I know how this article ends because I’ve written it before. I wrote it two days ago and promptly lost it between the cushions of the Internet, and I’m now starting it again.
Losing my original writing and having to start over again has actually helped me to write an even better article, more clearly expressing what I was trying to get at the first time. That is, that writers should probably have a good idea of where they are going before they begin.
A friend of mine was recently reading Under the Dome by Stephen King. He said he was enjoying it so far and that it was exciting and a page-turner, but that he was worried about the ending. He was hoping it was all going to be worth it. I did my best to encourage him to keep reading without letting him know that, indeed, the ending sucked.
I don’t need to know!
In Under the Dome, a small New England town is mysteriously enclosed in a giant invisible dome. This gives King the chance to do what he does best: bounce a bunch of characters off each other—most of whom are a-holes—and see what happens. And in that sense, the book is a huge success. But the moment the first character asks, “What’s up with this invisible dome that just showed up out of nowhere?” I get very worried. When something huge and unexplainable happens in a TV show or book, the explanation is almost always “military experiments,” “aliens,” or some variation on “the Christmas spirit.”
And, if you know that one of these explanations is coming, when it finally does arrive it is so disappointing it makes you want to throw the book across the room.
But, like I said, I think the book on the whole is a success. The only huge disappointment is the explanation of the big unexplainable mystery posed at the beginning. This is something that has dogged a lot of long-form fiction. Many TV shows and novels draw a reader in with unexplainable mysteries so tantalizing that even though any explanation seems impossible, the reader or viewer just has to keep on watching or reading to see what could possibly be going on.

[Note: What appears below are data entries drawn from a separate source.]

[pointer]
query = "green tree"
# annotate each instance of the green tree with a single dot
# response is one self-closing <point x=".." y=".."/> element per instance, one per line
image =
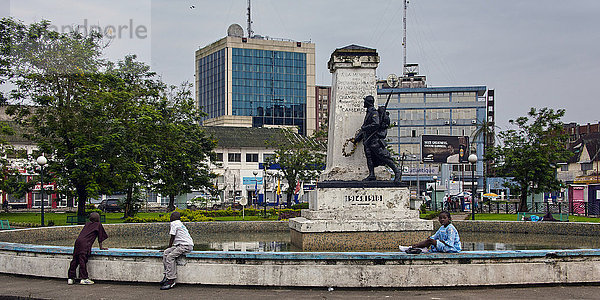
<point x="300" y="158"/>
<point x="132" y="137"/>
<point x="485" y="131"/>
<point x="183" y="147"/>
<point x="58" y="88"/>
<point x="530" y="152"/>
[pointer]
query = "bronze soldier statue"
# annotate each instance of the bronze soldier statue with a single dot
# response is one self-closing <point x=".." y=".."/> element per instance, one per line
<point x="373" y="133"/>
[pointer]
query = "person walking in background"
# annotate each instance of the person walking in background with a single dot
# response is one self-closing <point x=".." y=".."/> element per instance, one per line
<point x="181" y="243"/>
<point x="83" y="248"/>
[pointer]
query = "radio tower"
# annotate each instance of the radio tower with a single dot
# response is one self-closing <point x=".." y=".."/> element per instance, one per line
<point x="251" y="33"/>
<point x="403" y="37"/>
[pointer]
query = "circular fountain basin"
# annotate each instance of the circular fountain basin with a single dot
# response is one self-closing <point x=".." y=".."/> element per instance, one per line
<point x="28" y="252"/>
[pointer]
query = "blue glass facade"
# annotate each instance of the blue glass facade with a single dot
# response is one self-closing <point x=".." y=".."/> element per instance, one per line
<point x="270" y="86"/>
<point x="211" y="87"/>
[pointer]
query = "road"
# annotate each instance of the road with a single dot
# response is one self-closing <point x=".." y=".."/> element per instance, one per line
<point x="24" y="287"/>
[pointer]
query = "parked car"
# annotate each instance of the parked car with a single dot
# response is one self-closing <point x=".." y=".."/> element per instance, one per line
<point x="110" y="205"/>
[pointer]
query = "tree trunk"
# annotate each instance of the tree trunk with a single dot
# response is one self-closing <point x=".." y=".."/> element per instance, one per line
<point x="523" y="203"/>
<point x="128" y="207"/>
<point x="171" y="206"/>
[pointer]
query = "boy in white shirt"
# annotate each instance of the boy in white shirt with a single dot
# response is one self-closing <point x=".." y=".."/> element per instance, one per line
<point x="181" y="243"/>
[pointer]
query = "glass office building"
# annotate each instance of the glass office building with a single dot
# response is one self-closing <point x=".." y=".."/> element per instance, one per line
<point x="269" y="81"/>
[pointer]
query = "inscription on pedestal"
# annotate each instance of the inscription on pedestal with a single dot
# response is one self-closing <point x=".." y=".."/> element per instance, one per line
<point x="352" y="86"/>
<point x="362" y="200"/>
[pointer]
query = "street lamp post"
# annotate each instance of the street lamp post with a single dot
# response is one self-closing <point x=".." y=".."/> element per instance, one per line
<point x="473" y="160"/>
<point x="41" y="160"/>
<point x="434" y="192"/>
<point x="256" y="187"/>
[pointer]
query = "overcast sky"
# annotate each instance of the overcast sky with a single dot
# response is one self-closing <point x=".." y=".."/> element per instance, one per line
<point x="540" y="53"/>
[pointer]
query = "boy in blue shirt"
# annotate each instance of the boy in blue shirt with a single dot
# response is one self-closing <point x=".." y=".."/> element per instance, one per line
<point x="446" y="239"/>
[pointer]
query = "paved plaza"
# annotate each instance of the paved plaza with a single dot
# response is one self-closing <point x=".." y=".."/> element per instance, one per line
<point x="24" y="287"/>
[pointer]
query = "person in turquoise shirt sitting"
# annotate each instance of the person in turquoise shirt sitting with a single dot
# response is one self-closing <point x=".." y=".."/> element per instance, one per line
<point x="446" y="239"/>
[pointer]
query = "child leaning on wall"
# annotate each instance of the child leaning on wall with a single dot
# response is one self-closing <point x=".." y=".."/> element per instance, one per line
<point x="446" y="239"/>
<point x="181" y="243"/>
<point x="83" y="248"/>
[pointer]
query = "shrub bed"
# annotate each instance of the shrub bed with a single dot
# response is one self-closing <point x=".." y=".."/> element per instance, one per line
<point x="210" y="215"/>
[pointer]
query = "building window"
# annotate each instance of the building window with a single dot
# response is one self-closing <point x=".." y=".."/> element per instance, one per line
<point x="234" y="157"/>
<point x="251" y="157"/>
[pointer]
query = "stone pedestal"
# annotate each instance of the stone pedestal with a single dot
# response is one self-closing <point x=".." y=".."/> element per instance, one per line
<point x="348" y="214"/>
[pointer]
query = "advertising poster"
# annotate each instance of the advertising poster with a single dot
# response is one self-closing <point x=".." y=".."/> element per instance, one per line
<point x="445" y="149"/>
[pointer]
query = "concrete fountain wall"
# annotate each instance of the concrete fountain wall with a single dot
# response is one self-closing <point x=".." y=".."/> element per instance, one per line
<point x="338" y="269"/>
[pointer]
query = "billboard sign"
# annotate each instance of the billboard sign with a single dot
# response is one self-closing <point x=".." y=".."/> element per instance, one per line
<point x="444" y="149"/>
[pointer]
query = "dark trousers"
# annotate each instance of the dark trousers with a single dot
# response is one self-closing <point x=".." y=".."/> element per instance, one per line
<point x="81" y="260"/>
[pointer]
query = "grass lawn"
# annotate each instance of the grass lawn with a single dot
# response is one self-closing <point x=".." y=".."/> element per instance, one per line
<point x="34" y="219"/>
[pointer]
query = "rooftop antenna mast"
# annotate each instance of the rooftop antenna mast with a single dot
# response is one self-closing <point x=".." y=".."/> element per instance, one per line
<point x="250" y="32"/>
<point x="404" y="36"/>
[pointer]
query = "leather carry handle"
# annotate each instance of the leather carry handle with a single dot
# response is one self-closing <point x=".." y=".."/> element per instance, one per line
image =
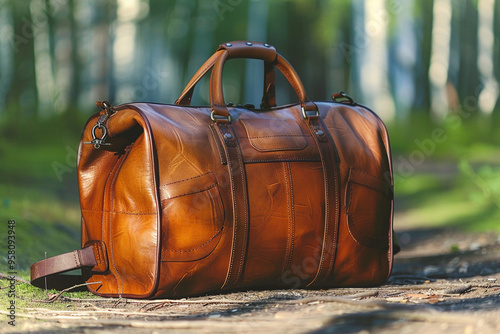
<point x="92" y="255"/>
<point x="268" y="96"/>
<point x="254" y="50"/>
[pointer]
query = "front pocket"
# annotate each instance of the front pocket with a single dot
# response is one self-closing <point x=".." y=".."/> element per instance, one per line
<point x="369" y="209"/>
<point x="192" y="218"/>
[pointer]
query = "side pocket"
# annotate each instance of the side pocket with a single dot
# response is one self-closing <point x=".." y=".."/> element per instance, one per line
<point x="192" y="218"/>
<point x="368" y="202"/>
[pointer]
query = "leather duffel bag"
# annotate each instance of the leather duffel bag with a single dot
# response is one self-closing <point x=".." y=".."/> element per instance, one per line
<point x="179" y="200"/>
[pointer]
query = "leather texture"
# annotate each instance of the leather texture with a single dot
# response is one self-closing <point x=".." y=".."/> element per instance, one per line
<point x="185" y="203"/>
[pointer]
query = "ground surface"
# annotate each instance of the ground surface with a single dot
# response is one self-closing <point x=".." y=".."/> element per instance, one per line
<point x="444" y="281"/>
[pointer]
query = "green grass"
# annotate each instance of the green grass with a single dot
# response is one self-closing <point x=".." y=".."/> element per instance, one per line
<point x="41" y="199"/>
<point x="447" y="174"/>
<point x="38" y="186"/>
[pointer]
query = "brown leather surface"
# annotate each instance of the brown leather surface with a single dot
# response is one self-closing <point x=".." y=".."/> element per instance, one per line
<point x="187" y="206"/>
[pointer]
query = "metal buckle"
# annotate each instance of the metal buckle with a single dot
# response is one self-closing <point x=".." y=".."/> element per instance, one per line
<point x="342" y="95"/>
<point x="305" y="115"/>
<point x="215" y="118"/>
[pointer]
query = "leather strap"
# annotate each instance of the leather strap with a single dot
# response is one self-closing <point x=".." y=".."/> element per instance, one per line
<point x="93" y="255"/>
<point x="329" y="160"/>
<point x="240" y="203"/>
<point x="268" y="97"/>
<point x="217" y="96"/>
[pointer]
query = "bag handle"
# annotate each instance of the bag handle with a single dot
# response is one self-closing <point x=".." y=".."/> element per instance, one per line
<point x="254" y="50"/>
<point x="268" y="96"/>
<point x="93" y="255"/>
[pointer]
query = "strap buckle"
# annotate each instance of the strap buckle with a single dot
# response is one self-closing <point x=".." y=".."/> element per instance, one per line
<point x="305" y="114"/>
<point x="216" y="118"/>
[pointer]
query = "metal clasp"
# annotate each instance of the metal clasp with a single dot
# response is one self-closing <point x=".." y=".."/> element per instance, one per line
<point x="101" y="124"/>
<point x="341" y="97"/>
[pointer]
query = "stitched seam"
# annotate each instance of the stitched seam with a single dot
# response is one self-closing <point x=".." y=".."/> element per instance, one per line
<point x="102" y="219"/>
<point x="293" y="215"/>
<point x="217" y="143"/>
<point x="190" y="193"/>
<point x="113" y="182"/>
<point x="275" y="136"/>
<point x="288" y="211"/>
<point x="201" y="246"/>
<point x="282" y="159"/>
<point x="327" y="207"/>
<point x="289" y="78"/>
<point x="104" y="200"/>
<point x="122" y="212"/>
<point x="278" y="148"/>
<point x="191" y="178"/>
<point x="235" y="226"/>
<point x="362" y="172"/>
<point x="242" y="172"/>
<point x="337" y="204"/>
<point x="99" y="257"/>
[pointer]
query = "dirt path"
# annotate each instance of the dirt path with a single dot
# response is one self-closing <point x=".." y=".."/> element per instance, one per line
<point x="443" y="281"/>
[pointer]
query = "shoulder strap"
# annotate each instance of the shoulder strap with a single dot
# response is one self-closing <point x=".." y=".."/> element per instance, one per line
<point x="92" y="255"/>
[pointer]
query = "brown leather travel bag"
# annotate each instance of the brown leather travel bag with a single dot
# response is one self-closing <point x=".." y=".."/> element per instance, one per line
<point x="179" y="200"/>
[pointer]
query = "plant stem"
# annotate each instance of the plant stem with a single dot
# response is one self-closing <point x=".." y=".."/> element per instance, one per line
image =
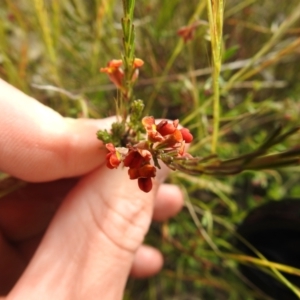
<point x="215" y="10"/>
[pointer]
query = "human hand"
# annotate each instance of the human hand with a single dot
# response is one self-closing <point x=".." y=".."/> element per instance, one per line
<point x="84" y="222"/>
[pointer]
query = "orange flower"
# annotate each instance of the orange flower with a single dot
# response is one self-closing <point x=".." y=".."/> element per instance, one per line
<point x="113" y="158"/>
<point x="186" y="135"/>
<point x="145" y="184"/>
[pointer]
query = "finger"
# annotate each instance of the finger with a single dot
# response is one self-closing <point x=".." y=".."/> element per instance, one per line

The two biggest recent examples I can think of are Lost and Battlestar Galactica. Both series drew audiences in with premises that were largely steeped in mysteries. What is the island? What is the smoke monster? Why do the Cylons want to kill the humans? What’s with the ghost Starbuck?
In the case of Battlestar Galactica, the finale was largely satisfying. But when it came to some questions that had kept people watching, the answers ended up being a resounding, “Uhhhhh….”
Another unanswered question: Why are Starbuck and Boomer both girls?
The ending of Lost was a mixture of that same “Uhhhh” mixed with “Dammit!” The “Uhhhh” from the mysteries the show just plain ignored, and the “Dammit” from the answers the show gave that either didn’t satisfy, or worse, were way too similar to theories that fans had in season one that the writers had flatly refuted.
Don’t bother asking.
Of course, its possible that no answers would be satisfying enough to match the tantalizing power of the mysteries themselves, but that’s a subject for another article (check your local listings!). The point is that when writers pose an intriguing mystery, they are setting themselves up for fan hatred down the road unless they’ve got it all worked out beforehand. Yes, they’ll buy themselves a lot of buzz and excitement as fans trade theories, but in the end, as in the case of Lost and to a lesser extent Battlestar Galactica, the fans will end up knowing that they’ve simply been toyed with for years.
It occurs to me that the only long running TV show that I can think of that had a number of huge mysteries at its core, and which eventually provided interesting and satisfying answers, was the often dorky but ultimately great science fiction show Babylon 5. Sometimes the reveals of these answers were clunky, other times they were properly, well, revelatory. But most importantly, by the end of the series, viewers had the sense that this five-year show was one cohesive story, and that it had been moving to that ending all along. And in fact, creator J. Michael Straczynski says that the entire arc of the story came to him in a flash all at once before he even started writing the show. Whether or not that is totally true, it feels true as you watch the show.
Dorky? Oh, yes. But satisfying!
I would argue that Lost, on the other hand, was a big case of the emperor’s new clothes and that the audience mistook teasing mysteries and non-linear storytelling for excitement and brilliance. It’s easy to make something seem cool when it’s unfinished. Because it could be anything, but you can’t imagine what. “There’s a bunker with food and a record collection underneath the island? What’s going ON??” Battlestar Galactica was more successful, though it was clear that when it came time to answering some of it’s most intriguing questions, the ones the audience most wanted explained, the frank answer from the writers was, “We honestly have no idea.” And Stephen King gave himself an excellent setting for his story, but it was a setting that required the kind of explanation he just could not provide.
I can’t beat up on him or any of these writers, because I’m currently in the same boat with a book I’m writing. I’ve got a neat situation that all these characters are running around in, but it’s a situation that demands an answer to the question, “How did this happen?” Or even “What is going on?” Do I flip a coin between “the military” or “aliens”? Or do I leave it frustratingly vague? Or do I promise to answer the questions in the next book?
Whichever I choose, I think I’d better figure out what I’m doing now, rather than try to retrofit some sense to things at the end. Otherwise I’ll be guilty, like a lot of writers, of stringing my readers along with a lot of what look like intriguing mysteries but are really just empty promises.